Other approaches to obtain hyaline cartilage can also be applied. For example, as previously mentioned, Sox9, while overexpressed in the chondroblasts of the mouse embryos, results in delayed hypertrophic chondrocyte differentiation [39]. Thus, the manipulation of Sox9 gene expression might be an excellent pathway to direct trans-differentiation to a more hyaline cartilage fate.

Our results suggest that this trans-differentiation method is more inclined toward the formation of hypertrophic chondrocytes for consequent bone development [40]. We observed an early upregulation of Col10 on day 6, as well as a later upregulation of Mmp13 on day 12, which mimics a hypertrophic cartilage gene expression profile. Although endochondral ossification does not occur in vitro, it could happen in vivo upon transplantation. Yamashita and colleagues observed this when ESCs were differentiated to chondrocytes in micro-mass culture [31]. Hence, more extended periods of incubation following transplantation would have also allowed us to better study whether cartilage trans-differentiation could lead to endochondral ossification following transplantation.

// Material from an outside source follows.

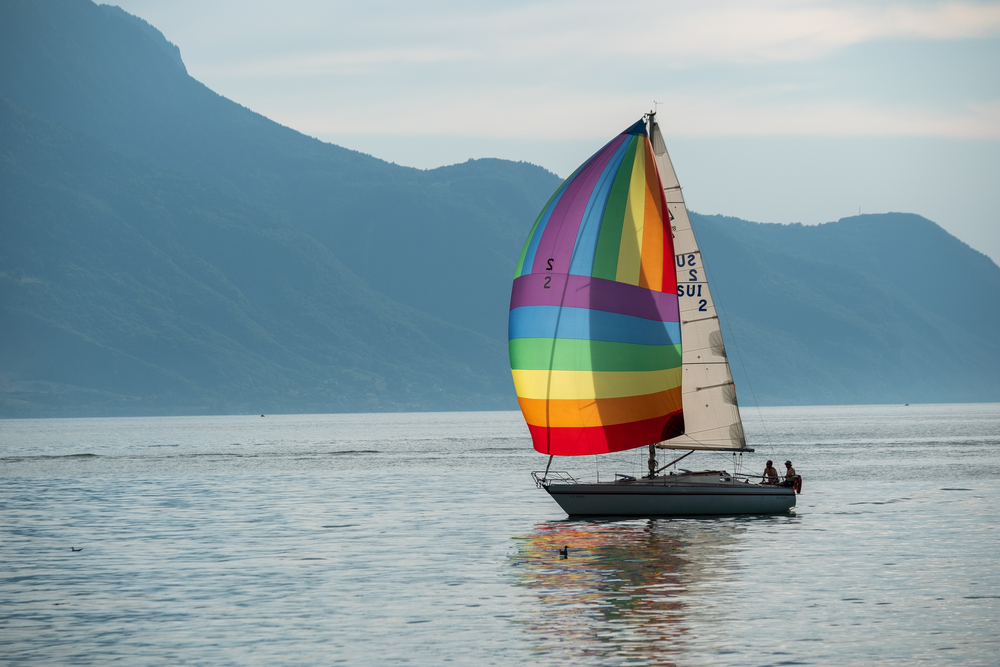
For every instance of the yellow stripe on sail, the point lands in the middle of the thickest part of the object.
(630, 250)
(547, 384)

Trans-differentiation offers the potential to find the window for hyaline cartilage formation with the advantage that it could be tumor-free. A good example is that this window has been seen before in another chondroblast trans-differentiation approach. Hiramatsu et al. 2011 [21] were able to find this window in their protocol for hyaline cartilage formation by retaining the expression of Sox9. This transcription factor was reported to delay hypertrophy [25,39]. In their work, they used viral particle transduction together with the doxycycline inducibility of the transgenes. Hence, when Sox9 maintained its expression, cells remained in a hyaline cartilage-like state. In contrast, when Sox9 didn’t continue expression, cells moved into hypertrophy.

5. Conclusions

Altogether, the results discussed above demonstrated the following.

• Transduction of MEFs with OSKM factors with the removal of LIF and addition of JI1 put the cells in a plastic state where the chromatin was open enough for chemicals and small molecules responsible for chondrogenesis to direct the cells from the fibroblast fate to the chondroblast fate.
• There was no intermediate iPSCs formation. Moreover, a negligible number of mesenchymal stem cells and mature chondroblasts was present in the starting population.
• The time needed for trans-differentiation is less than half the time required for the differentiation of chondroblasts from embryonic or induced stem cells (15 days for trans-differentiation versus 34 days for chondrocyte differentiation from ESC or iPSCs).
• This approach can lead to a near personalized clinical treatment that will allow less morbidity for OA patients.
• This approach will also eliminate the potential of graft rejections and tumor formation after transplantation.